Ideally we would need a new two_group_semaphore, where each group can run as many parallel instances as it wants, but no instance of one group can run in parallel with any instance of the other group. AFIK such a kind of lock doesn't exist right now.
Kent and I worked on one for a bit, and we called it a red-black mutex. If team red had the lock, more members of team red could join in. If team black had the lock, more members of team black could join in. I forget what our rule was around fairness (if team red has the lock, and somebody from team black is waiting, can another member of team red take the lock, or must they block?)
In this case they would need to block and provide full fairness.
Well maybe just a bit of unfariness (to let a few more through the door before it shuts) wouldn't be a deal breaker but it would need to be bound or it'd starve the other color/side indefinitely. Otherwise an ioctl mode_wp = true would block forever, if more ioctl mode_wp = false keep coming in other CPUs (or the other way around).
The approximation with rwsem and two atomics provides full fariness in both read and write mode (originally the read would stave the write IIRC which was an issue for all mprotect etc.. not anymore thankfully).

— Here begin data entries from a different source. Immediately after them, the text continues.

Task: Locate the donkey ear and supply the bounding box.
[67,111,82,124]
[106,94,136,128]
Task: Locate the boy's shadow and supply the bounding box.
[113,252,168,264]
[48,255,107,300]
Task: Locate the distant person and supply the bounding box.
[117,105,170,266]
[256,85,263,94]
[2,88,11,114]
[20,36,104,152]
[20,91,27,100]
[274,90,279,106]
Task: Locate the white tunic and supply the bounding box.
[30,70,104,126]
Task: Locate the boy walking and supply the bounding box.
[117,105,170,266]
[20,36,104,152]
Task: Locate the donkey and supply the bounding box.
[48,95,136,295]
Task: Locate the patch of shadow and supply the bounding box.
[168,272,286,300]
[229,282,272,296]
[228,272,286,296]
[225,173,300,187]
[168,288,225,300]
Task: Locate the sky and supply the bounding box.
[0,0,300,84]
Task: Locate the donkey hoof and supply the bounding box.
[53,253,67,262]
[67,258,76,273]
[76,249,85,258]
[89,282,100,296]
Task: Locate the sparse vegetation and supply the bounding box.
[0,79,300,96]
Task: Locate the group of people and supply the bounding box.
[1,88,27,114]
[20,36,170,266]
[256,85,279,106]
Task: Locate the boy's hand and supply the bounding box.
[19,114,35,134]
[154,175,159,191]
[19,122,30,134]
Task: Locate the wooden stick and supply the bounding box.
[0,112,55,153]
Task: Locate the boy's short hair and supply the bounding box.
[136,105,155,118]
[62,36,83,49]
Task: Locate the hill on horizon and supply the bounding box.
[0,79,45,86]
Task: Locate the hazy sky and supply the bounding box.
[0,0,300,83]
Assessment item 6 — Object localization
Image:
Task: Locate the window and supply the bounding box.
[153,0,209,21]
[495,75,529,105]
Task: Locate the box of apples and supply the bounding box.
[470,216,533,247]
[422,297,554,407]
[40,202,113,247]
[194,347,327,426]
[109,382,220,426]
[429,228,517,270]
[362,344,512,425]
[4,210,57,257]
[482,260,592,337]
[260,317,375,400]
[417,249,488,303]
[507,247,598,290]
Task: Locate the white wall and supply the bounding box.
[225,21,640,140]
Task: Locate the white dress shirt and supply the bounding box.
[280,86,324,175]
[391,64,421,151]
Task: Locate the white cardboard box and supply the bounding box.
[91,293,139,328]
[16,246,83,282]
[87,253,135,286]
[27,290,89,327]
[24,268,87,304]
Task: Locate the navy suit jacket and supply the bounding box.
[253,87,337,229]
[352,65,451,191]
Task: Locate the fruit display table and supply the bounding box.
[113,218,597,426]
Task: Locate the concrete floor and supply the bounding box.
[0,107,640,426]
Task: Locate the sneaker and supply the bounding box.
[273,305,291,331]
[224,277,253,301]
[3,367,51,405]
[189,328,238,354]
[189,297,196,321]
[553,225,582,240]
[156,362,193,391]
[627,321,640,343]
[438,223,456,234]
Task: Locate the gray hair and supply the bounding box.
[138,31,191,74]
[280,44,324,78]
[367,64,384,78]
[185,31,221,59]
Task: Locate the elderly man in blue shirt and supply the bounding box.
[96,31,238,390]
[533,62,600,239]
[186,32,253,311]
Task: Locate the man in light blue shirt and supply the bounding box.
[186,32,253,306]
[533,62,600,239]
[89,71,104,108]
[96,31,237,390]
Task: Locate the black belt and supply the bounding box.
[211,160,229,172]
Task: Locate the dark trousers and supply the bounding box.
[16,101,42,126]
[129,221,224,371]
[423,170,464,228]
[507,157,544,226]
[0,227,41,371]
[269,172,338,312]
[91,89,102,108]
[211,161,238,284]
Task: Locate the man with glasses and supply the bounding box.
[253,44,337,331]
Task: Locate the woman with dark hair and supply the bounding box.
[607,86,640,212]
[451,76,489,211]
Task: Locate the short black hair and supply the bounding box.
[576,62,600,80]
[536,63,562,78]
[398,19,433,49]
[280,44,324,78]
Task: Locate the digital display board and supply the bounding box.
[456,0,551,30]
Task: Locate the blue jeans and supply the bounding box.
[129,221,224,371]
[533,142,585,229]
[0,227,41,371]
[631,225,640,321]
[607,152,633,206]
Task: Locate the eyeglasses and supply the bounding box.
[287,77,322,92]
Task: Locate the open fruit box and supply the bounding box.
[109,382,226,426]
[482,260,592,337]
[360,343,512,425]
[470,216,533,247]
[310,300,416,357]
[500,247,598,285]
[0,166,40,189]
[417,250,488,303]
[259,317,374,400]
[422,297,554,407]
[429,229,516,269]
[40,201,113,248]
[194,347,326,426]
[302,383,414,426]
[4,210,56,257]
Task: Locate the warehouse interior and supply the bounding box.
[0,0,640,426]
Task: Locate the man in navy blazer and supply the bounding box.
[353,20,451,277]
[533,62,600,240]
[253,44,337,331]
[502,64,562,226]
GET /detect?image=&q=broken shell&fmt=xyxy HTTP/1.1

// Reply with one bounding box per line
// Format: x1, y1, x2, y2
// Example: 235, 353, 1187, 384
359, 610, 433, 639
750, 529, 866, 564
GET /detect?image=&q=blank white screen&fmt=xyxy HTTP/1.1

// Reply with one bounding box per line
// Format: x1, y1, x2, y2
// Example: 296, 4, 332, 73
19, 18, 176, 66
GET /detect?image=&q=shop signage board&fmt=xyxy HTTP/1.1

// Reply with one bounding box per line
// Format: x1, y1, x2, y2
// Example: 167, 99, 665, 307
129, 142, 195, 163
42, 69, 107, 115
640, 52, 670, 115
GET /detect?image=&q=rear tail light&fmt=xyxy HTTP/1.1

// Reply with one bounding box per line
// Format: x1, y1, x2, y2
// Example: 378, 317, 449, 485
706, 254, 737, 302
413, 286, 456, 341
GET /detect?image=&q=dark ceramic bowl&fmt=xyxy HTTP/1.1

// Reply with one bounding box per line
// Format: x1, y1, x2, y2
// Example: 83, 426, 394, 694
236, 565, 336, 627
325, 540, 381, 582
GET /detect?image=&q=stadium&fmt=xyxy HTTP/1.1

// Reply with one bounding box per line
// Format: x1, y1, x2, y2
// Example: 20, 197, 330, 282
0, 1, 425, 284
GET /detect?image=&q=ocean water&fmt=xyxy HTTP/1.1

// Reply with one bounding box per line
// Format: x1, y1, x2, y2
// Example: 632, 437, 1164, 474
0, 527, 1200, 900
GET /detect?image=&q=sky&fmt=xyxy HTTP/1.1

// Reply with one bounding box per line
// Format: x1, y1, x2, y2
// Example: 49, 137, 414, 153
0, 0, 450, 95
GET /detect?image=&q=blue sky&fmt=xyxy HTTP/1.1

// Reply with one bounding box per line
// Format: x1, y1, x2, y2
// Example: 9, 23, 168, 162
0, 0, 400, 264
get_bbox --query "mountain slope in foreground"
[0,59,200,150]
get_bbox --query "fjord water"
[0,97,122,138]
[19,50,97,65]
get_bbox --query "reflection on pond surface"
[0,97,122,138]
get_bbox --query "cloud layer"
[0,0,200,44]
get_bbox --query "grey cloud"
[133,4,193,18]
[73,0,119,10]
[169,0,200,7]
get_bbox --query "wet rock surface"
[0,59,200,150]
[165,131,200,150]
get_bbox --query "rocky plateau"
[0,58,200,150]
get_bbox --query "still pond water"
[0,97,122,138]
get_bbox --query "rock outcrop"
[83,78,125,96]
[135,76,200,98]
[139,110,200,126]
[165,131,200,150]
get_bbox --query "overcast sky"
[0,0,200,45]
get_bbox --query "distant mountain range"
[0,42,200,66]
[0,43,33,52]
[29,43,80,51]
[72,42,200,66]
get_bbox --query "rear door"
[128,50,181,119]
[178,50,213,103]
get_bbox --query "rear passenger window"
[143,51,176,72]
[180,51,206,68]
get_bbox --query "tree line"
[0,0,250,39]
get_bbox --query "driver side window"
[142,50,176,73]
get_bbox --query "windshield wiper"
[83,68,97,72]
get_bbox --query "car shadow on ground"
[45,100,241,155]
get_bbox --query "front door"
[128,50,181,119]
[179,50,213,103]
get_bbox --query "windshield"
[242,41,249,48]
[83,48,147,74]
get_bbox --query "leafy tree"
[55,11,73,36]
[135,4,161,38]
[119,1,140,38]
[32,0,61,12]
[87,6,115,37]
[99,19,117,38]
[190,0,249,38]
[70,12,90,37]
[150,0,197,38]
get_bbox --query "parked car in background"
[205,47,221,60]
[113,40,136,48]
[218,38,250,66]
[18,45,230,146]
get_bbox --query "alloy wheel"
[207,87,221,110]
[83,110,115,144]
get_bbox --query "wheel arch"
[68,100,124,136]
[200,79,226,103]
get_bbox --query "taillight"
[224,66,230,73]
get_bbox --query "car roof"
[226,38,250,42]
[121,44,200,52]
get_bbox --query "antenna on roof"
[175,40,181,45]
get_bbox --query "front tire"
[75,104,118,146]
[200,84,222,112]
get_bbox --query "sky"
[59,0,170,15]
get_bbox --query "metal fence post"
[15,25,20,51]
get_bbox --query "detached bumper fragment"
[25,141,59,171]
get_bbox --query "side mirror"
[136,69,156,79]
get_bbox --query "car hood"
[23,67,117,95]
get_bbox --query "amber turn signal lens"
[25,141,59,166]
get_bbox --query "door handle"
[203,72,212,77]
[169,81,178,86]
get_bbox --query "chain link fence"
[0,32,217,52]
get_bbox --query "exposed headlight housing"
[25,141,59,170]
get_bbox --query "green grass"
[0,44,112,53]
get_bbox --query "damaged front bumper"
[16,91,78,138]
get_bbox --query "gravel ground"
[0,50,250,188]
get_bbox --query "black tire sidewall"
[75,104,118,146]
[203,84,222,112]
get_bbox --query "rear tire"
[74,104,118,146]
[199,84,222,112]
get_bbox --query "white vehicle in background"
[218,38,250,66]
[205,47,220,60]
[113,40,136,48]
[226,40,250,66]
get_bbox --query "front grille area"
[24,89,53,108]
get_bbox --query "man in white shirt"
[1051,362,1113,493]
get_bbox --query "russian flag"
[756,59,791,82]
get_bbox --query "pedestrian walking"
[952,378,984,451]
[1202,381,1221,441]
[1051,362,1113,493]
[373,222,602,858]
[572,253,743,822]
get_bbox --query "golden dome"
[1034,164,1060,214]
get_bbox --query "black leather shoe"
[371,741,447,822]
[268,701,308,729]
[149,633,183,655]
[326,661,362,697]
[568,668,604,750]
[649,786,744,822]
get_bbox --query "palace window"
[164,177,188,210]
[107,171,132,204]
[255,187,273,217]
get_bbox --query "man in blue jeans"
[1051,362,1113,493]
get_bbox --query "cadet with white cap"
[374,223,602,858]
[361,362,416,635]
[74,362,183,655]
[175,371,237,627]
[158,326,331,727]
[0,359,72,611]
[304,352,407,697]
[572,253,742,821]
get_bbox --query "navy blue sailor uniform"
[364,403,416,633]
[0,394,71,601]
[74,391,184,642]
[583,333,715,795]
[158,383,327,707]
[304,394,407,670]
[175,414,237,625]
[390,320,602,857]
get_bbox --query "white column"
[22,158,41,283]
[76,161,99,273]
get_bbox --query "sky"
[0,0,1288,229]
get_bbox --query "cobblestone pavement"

It was to solve the direct-IO vs buffered-IO problem (you can have as many direct-IO readers/writers at once or you can have as many buffered-IO readers/writers at once, but exclude a mix of direct and buffered I/O). In the end, we decided it didn't work all that well.
Well mixing buffered and direct-IO is certainly not a good practice so it's reasonable to leave it up to userland to serialize if such mix is needed, the kernel behavior is undefined if the mix is concurrent out of order.